Anoikis-resistant OS are viable and exhibit lower growth rates. A-C: Representative AI-grown OS cells generated from mHOS (A), 143B (B), and a patient derived OS cell line, MS206-2 (C). D: Growth rates measured as cell doublings per day. Results shown are average ± standard error. Asterisks indicate statistical significance (**p < 0.01, ***p < 0.001). E: Western blot analysis of 143B and MG-63 OS cells shows decreased Ki67 protein levels in AI grown cells (P2 spheres) compared to adherent cells.

Figure 2

Anoikis-resistant OS cells show resistance to standard OS chemotherapies.

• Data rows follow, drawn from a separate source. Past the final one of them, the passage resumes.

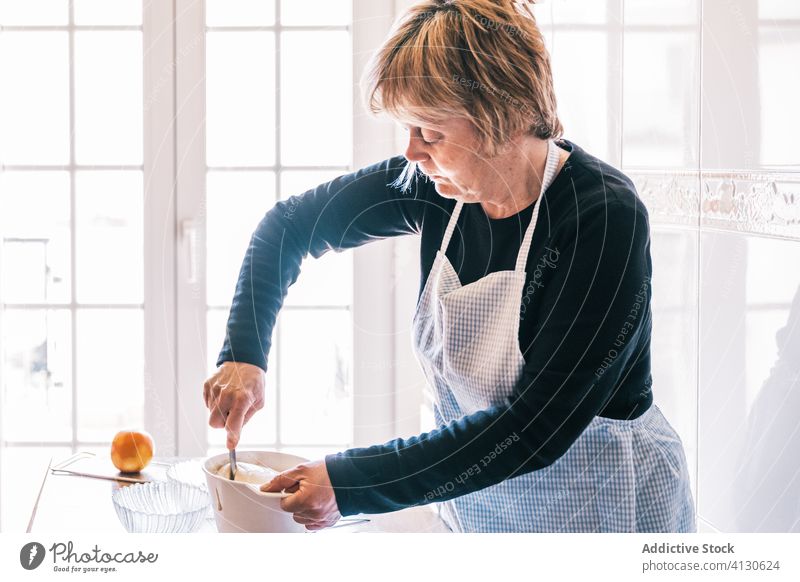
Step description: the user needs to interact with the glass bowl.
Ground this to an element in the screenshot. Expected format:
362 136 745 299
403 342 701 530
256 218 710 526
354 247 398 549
111 481 211 533
167 460 214 520
167 460 208 491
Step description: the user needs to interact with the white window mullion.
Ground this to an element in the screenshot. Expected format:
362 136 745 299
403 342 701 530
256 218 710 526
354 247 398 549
143 0 180 456
352 0 410 446
174 0 208 456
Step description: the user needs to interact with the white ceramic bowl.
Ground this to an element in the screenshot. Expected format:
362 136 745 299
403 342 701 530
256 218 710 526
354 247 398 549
203 451 308 533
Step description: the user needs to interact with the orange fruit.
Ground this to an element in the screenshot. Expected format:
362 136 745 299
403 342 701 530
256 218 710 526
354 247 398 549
111 430 155 473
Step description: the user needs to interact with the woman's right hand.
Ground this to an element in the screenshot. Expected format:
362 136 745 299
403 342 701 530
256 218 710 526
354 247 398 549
203 362 265 450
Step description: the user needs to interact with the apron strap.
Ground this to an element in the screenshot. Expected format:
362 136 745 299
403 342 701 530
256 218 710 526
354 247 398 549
514 139 561 273
439 200 464 254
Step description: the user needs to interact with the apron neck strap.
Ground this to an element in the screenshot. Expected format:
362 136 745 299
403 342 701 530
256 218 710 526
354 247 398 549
439 200 464 254
439 139 560 272
514 139 561 273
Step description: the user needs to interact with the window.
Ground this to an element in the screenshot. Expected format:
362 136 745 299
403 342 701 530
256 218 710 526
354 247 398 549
0 0 394 531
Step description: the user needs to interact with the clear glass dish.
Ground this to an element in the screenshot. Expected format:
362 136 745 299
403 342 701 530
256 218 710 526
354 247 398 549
111 481 211 533
167 459 214 521
162 460 208 491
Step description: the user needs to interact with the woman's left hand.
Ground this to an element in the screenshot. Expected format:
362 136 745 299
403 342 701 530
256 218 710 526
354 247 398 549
261 460 342 530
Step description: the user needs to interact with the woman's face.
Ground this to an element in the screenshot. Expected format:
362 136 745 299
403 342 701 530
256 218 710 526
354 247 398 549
401 118 503 203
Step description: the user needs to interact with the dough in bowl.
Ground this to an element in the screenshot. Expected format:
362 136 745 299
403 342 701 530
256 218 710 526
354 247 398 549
216 463 280 485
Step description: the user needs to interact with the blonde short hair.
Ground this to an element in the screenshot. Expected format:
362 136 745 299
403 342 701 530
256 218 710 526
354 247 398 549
362 0 563 162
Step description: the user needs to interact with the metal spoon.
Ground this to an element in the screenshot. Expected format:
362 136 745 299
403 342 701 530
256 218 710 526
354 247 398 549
228 449 238 481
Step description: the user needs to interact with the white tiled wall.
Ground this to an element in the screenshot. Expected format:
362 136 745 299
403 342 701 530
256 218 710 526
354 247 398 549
536 0 800 532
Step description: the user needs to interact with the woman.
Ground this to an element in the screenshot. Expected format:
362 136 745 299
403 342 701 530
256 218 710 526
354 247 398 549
204 0 695 532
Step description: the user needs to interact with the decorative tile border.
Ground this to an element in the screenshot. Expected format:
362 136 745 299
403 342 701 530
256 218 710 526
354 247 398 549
626 171 800 241
626 171 700 228
701 172 800 240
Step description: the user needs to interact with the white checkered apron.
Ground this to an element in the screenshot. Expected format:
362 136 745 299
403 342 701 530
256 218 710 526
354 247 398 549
413 141 695 532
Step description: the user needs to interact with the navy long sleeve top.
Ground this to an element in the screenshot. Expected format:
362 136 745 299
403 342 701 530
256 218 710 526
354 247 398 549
217 140 652 515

Dose-response curves for cells grown under AI or adherent conditions treated with doxorubicin (top panel) or cisplatin (bottom panel) in a set of serial dilutions for 72 hours. Cell viability was determined as a percentage of the untreated control (0 μM doxorubicin or cisplatin).

Figure 3

Anoikis-resistant OS cells demonstrate distinct patterns of altered gene expression. A: mRNA expression of the target genes Oct4, Axin2, and Sox2 in AI-grown OS cells after the second passage (p2) was determined using qrt-PCR normalized to adherent cells. Asterisks indicate statistical significance (**p < 0.01). B: Principal component analysis of gene expression using microarray. Gene expression differences resulted in clustering of the adherent cells (squares) compared to the AI cells (triangles). This was more apparent for the patient-derived OS cells than the established OS cell lines. Blue color indicates established OS cell line, green color indicates pre-chemotherapy patient-derived OS cell line, red color indicates post-chemotherapy patient-derived OS cell line, black color indicates pulmonary metastasis patient-derived OS cell line, dotted lines connect paired AI/adherent samples. C: Shortest pathway analysis of the top 300 differentially expressed genes identifies class I HDACs, Runx2, and Akt as central contributors.

Figure 4

Altered growth rates of anoikis-resistant AI-grown cells are maintained in-vivo . mHOS (A) and MS206-2 (B) cells were under AI (red) and adherent conditions (blue) and were injected intratibially into athymic nude mice. Data shown are trend lines fit to the growth data, with standard deviations for the average tumor volume for that time point. Asterisks indicate statistical significance (**p < 0.01).

Figure 5

Vorinostat treatment and preconditioning inhibits anchorage-independent OS cell growth. A/B: mHOS cells were treated with either 2 μM vorinostat or DMSO alone and allowed to grow for 4 days in AI conditions. Vorinostat treatment decreased the number of spheres (A), and resulted in a statistically significant decrease in cell viability (B). C/D: Adherent mHOS cells were pretreated for 12 days with either 2 μM vorinostat or DMSO alone and subsequently plated and allowed to grow for 4 days in AI conditions in the absence of drug. Vorinostat pretreatment decreased the number of spheres (C) and resulted in a significant decrease in cell viability (D). Asterisks indicate statistical significance (*p < 0.05, ***p < 0.001).

Figure 6

5-azaC treatment inhibits anchorage-independent OS cell growth while sensitizing to doxorubicin. A/B: Adherent mHOS cells were treated with either 2 μM 5-azaC or vehicle alone for 24 hours before being plated in AI conditions in the absence of drug and allowed to grow for 4 days. 5-azaC treatment decreased the cells ability to form spheres (A) and resulted in a significant decrease in cell viability (B). C/D: Adherent mHOS cells were treated with either 2 μM 5-azaC or vehicle alone for 24 hours before being plated in AI conditions in the absence of drug. 24 hours later the cells were treated with one concentration from a serial dilution of doxorubicin, with cell viability being measured after an additional 72 hours. 5-azaC treatment resulted in a left-shift in the doxorubicin dose-response curve (C) and a significant decrease in the percent IC₅₀ relative to vehicle alone (D). Asterisks indicate statistical significance (*p < 0.05).